Suppose a wind turbine is designed to tolerate 30-mph winds. The power it could produce under these maximum-wind conditions is called the nameplate power, or its capacity. Most of the time, the turbine will be in 10-mph winds, producing only one twenty-seventh (less than four percent) as much power as its nameplate would suggest. That’s about like having an engine from a muscle car on a riding lawnmower, "just in case you need it."
But even if California had 100 times as many windmills --- 320,000 windmills --- could they get 100% of their power from windmills? Not a chance. Most of the time, the windmills would produce very little power, and, of course, when there's no wind, there's no power at all. At those times, other power sources have to be ready to produce 100% of the power requirements. In short, windmills do not allow any other power plants to be taken out of service.
In the several times per year that the winds were strong enough that the windmills could produce their full capacity, the 320,000 hypothetical windmills would produce about five times as much power as California needed at the moment. Under those circumstances, about 80% of them would simply have to be turned off, because at all times the power put into the grid must equal the power consumed.

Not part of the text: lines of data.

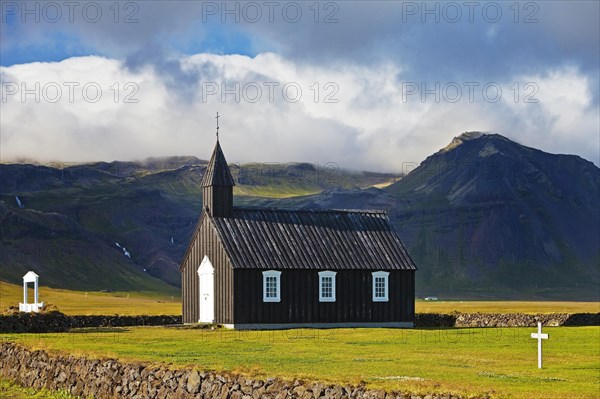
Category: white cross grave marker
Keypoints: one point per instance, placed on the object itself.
(539, 336)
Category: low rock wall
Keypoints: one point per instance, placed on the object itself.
(108, 378)
(425, 320)
(58, 322)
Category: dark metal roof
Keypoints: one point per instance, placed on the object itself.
(263, 238)
(217, 172)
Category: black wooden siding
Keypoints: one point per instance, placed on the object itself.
(300, 298)
(206, 242)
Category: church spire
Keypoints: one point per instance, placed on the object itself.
(217, 184)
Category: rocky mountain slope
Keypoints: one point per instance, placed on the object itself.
(484, 217)
(126, 225)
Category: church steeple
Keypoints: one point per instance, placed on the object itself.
(217, 186)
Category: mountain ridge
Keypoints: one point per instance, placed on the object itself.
(480, 216)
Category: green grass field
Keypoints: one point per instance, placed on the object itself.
(496, 361)
(90, 303)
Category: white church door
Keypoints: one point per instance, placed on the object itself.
(206, 274)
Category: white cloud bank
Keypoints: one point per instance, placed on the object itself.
(361, 117)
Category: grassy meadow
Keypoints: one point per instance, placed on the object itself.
(501, 362)
(92, 303)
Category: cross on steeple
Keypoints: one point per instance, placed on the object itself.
(217, 118)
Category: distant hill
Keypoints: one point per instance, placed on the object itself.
(488, 217)
(484, 217)
(73, 224)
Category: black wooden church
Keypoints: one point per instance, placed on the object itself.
(264, 268)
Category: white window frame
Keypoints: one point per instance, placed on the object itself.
(386, 280)
(277, 275)
(322, 275)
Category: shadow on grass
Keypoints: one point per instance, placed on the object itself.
(96, 330)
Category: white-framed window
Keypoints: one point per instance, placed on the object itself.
(271, 286)
(327, 286)
(381, 286)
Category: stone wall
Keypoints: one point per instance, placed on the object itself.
(108, 378)
(58, 322)
(425, 320)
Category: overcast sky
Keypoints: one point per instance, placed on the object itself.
(365, 85)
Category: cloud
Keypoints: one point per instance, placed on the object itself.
(275, 109)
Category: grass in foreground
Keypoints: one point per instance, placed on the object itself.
(10, 390)
(506, 307)
(90, 303)
(498, 361)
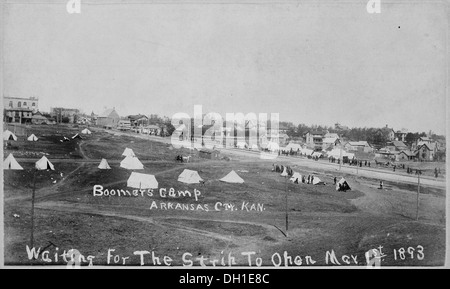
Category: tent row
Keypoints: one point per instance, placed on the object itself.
(10, 163)
(146, 181)
(297, 178)
(9, 136)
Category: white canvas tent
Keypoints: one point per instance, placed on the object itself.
(131, 163)
(104, 165)
(307, 152)
(7, 135)
(77, 136)
(10, 163)
(142, 181)
(189, 177)
(284, 173)
(273, 146)
(296, 177)
(295, 147)
(317, 181)
(241, 145)
(86, 131)
(232, 177)
(32, 138)
(44, 164)
(128, 153)
(343, 185)
(317, 154)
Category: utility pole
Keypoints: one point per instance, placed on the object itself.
(418, 194)
(286, 207)
(32, 211)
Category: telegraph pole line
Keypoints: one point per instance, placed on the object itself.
(32, 211)
(286, 207)
(418, 194)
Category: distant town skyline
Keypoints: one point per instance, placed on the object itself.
(313, 63)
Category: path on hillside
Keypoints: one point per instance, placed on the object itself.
(357, 171)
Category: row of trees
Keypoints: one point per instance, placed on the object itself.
(374, 136)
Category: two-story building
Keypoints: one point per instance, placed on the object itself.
(314, 139)
(360, 146)
(19, 110)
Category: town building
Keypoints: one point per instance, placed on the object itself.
(108, 119)
(398, 145)
(138, 120)
(61, 113)
(361, 146)
(400, 135)
(426, 152)
(31, 103)
(19, 110)
(314, 139)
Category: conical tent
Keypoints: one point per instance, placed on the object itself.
(284, 173)
(44, 164)
(142, 181)
(296, 177)
(189, 177)
(131, 163)
(317, 181)
(7, 135)
(104, 165)
(32, 138)
(343, 185)
(273, 146)
(241, 145)
(128, 153)
(10, 163)
(232, 177)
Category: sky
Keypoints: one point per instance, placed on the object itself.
(313, 62)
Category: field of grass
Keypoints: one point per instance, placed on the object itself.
(320, 219)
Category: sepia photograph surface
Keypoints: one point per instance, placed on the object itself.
(219, 133)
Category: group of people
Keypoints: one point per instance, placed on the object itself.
(280, 169)
(306, 180)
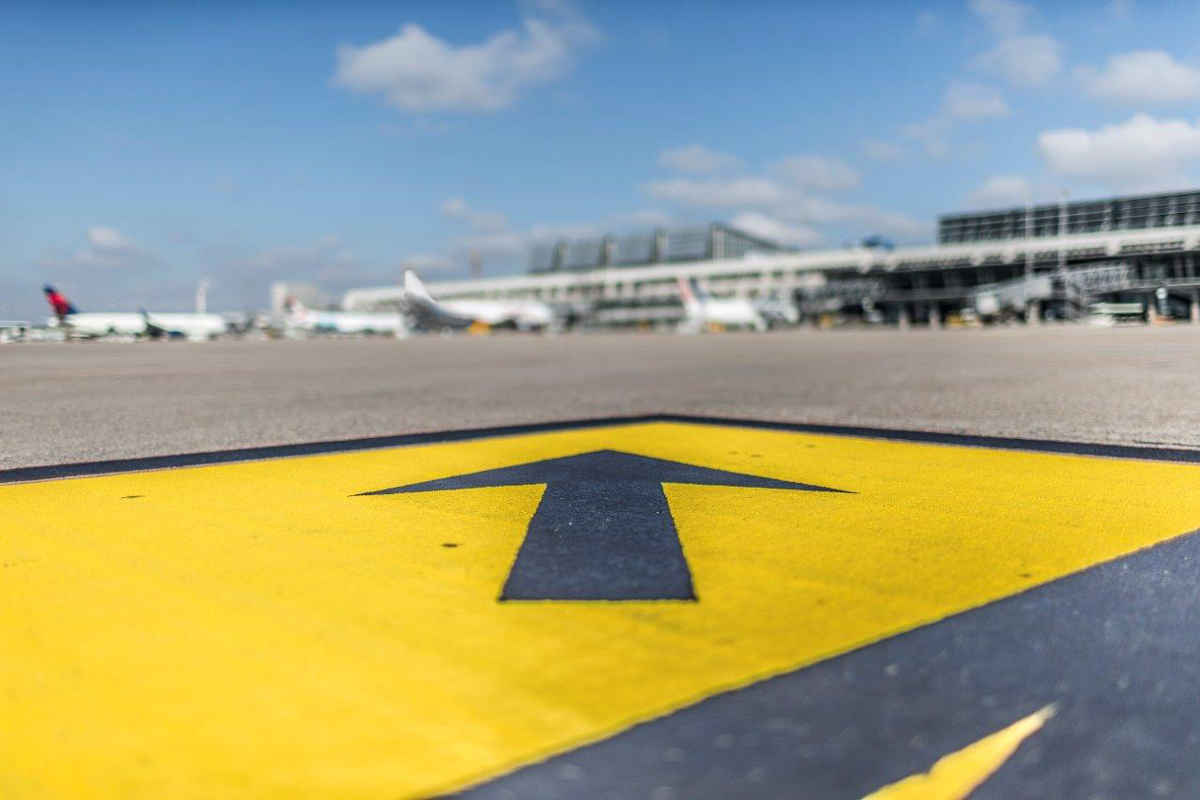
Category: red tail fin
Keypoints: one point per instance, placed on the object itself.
(60, 305)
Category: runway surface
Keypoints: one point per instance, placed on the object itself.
(691, 607)
(95, 401)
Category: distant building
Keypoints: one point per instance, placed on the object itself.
(705, 244)
(1140, 212)
(306, 293)
(1135, 250)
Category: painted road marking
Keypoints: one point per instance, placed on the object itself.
(603, 529)
(957, 775)
(257, 627)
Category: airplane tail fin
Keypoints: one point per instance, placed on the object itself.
(414, 288)
(59, 302)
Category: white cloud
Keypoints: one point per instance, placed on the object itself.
(415, 71)
(972, 101)
(963, 102)
(1002, 17)
(325, 259)
(792, 234)
(107, 239)
(425, 263)
(817, 173)
(696, 158)
(719, 193)
(1143, 77)
(882, 151)
(106, 248)
(1029, 60)
(480, 222)
(1141, 154)
(1001, 191)
(1021, 58)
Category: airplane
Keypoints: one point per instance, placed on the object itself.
(193, 326)
(707, 313)
(473, 314)
(309, 320)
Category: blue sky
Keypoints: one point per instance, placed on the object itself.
(149, 145)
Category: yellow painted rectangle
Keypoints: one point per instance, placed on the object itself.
(253, 629)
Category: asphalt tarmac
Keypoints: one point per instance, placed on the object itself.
(95, 401)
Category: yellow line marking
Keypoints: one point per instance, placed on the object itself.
(252, 629)
(959, 774)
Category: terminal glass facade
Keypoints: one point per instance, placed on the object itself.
(1091, 216)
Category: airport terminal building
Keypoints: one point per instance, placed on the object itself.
(1043, 262)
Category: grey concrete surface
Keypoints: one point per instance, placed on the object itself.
(91, 401)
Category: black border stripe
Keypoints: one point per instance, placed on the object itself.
(28, 474)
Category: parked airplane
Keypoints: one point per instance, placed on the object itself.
(457, 314)
(703, 312)
(151, 324)
(342, 322)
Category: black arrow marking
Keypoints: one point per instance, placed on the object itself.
(603, 529)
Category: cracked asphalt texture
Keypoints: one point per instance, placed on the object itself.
(91, 401)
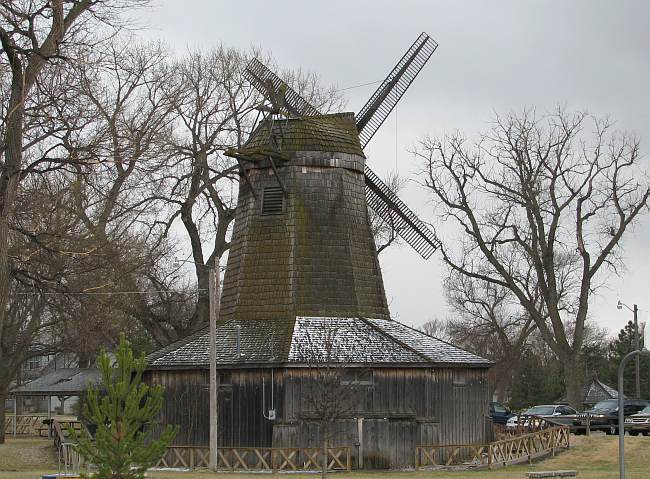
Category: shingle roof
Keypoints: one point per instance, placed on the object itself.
(349, 340)
(64, 382)
(260, 341)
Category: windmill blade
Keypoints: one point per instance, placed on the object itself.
(382, 102)
(393, 210)
(271, 86)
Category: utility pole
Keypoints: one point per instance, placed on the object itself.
(637, 348)
(621, 405)
(637, 364)
(214, 291)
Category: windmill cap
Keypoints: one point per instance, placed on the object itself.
(335, 133)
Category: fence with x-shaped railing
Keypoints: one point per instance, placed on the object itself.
(259, 458)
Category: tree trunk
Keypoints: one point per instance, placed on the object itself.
(325, 431)
(573, 379)
(3, 397)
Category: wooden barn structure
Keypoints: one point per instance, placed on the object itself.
(303, 293)
(405, 388)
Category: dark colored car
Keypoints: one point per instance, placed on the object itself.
(604, 415)
(499, 413)
(639, 423)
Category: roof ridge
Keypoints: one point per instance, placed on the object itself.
(401, 343)
(446, 342)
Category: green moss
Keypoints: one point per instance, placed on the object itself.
(336, 133)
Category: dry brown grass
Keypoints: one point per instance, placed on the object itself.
(23, 454)
(595, 457)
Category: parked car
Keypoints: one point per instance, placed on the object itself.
(639, 423)
(499, 413)
(558, 413)
(604, 415)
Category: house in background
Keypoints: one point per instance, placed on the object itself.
(595, 391)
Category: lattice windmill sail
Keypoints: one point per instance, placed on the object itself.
(283, 98)
(373, 114)
(381, 103)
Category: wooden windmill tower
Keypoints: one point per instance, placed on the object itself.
(302, 243)
(303, 271)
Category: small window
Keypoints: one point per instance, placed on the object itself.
(272, 200)
(459, 379)
(357, 378)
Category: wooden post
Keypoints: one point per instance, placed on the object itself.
(49, 417)
(349, 464)
(489, 456)
(360, 435)
(214, 300)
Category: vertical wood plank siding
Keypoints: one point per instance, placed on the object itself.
(403, 408)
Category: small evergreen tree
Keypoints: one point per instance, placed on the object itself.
(123, 413)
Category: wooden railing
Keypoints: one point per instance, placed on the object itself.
(259, 458)
(68, 457)
(505, 452)
(24, 424)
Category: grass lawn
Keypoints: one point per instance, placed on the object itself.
(594, 457)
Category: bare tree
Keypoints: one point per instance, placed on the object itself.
(35, 36)
(542, 204)
(488, 321)
(213, 108)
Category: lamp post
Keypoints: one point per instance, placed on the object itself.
(621, 407)
(214, 298)
(635, 311)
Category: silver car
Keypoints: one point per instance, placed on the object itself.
(553, 412)
(639, 423)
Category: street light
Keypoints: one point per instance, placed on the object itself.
(637, 366)
(214, 298)
(621, 404)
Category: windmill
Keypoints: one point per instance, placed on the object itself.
(303, 272)
(301, 242)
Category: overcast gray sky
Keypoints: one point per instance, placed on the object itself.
(493, 56)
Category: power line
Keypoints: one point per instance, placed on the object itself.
(105, 293)
(359, 86)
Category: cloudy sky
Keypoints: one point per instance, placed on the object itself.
(493, 57)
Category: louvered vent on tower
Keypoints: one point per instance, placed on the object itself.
(272, 200)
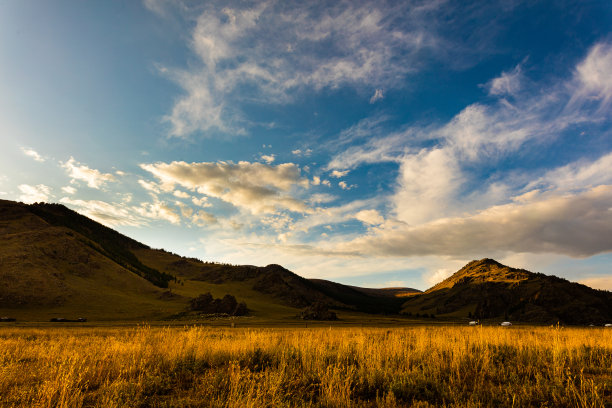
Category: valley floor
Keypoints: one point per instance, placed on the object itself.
(317, 367)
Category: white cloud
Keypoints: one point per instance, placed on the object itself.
(158, 210)
(578, 175)
(343, 185)
(378, 95)
(330, 46)
(339, 174)
(69, 189)
(32, 194)
(508, 83)
(594, 75)
(438, 276)
(201, 202)
(33, 154)
(256, 187)
(427, 183)
(600, 282)
(371, 217)
(93, 178)
(268, 158)
(180, 194)
(577, 225)
(105, 213)
(149, 186)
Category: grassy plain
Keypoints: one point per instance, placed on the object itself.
(419, 366)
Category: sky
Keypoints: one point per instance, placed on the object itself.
(370, 143)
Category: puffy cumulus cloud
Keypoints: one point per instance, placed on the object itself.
(158, 210)
(268, 158)
(33, 154)
(371, 217)
(32, 194)
(69, 190)
(110, 214)
(277, 50)
(201, 201)
(378, 95)
(339, 174)
(180, 194)
(149, 186)
(93, 178)
(345, 186)
(577, 225)
(426, 184)
(594, 75)
(200, 218)
(256, 187)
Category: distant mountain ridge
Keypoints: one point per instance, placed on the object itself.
(56, 261)
(54, 258)
(487, 289)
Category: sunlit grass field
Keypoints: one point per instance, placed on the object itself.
(308, 367)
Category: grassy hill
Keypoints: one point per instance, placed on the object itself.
(56, 262)
(487, 289)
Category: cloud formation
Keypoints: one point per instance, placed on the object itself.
(275, 51)
(578, 225)
(94, 178)
(255, 187)
(33, 154)
(32, 194)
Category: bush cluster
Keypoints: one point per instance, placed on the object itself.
(228, 304)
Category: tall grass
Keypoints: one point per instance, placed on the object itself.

The variability of wind power tells yet another story. The amount of power is determined not by the consumer who needs the power, but instead by the available wind. That is, you cannot flick on a switch to increase the wind speed. If you want power, you wait for the wind.
The job of any wind turbine is to extract energy from the wind, thereby slowing the movement of air. Therefore the wind turbines must be widely spaced so that they are never in the lee of each other. I quote from an article on the EPA website. "Contemporary wind projects are typically rated at 25 to 100 MW. A 25 MW project might have 60 to 70 turbines covering 1500 acres." One MW is a megawatt, one thousand kilowatts, the average per-capita electrical power usage of about 900 US citizens.
Let's translate those numbers. Twenty-five megawatts divided by 1500 acres is 16.7 kilowatts per acre, but that's using the nameplate value, which is about five times higher than the average value. This translates into an average of about 3.3 kilowatts per acre. Assuming ideal conditions, to produce as much energy in a year as a single 1000-MW electrical power plant would require about 13,000 wind turbines on about 470 square miles of land area. That’s about the area that would be bordered by Route 470 on the west, south, and east, and by 88th Street on the north. Picture that amount of land covered with huge windmills that produce unreliable electricity. And even ideally, they would produce not even half of the electricity used in the Denver metropolitan area.
The attached picture (from http://www.nrel.gov/data/pix/Jpegs/01232.jpg) thirty wind turbines at Altamont Pass in California. Notice that the wind turbines dwarf the building in the foreground.
In recent years, the little country Denmark has gained a certain amount of fame with its wind turbines. No, they don’t get much electricity from them. They sell them to suckers.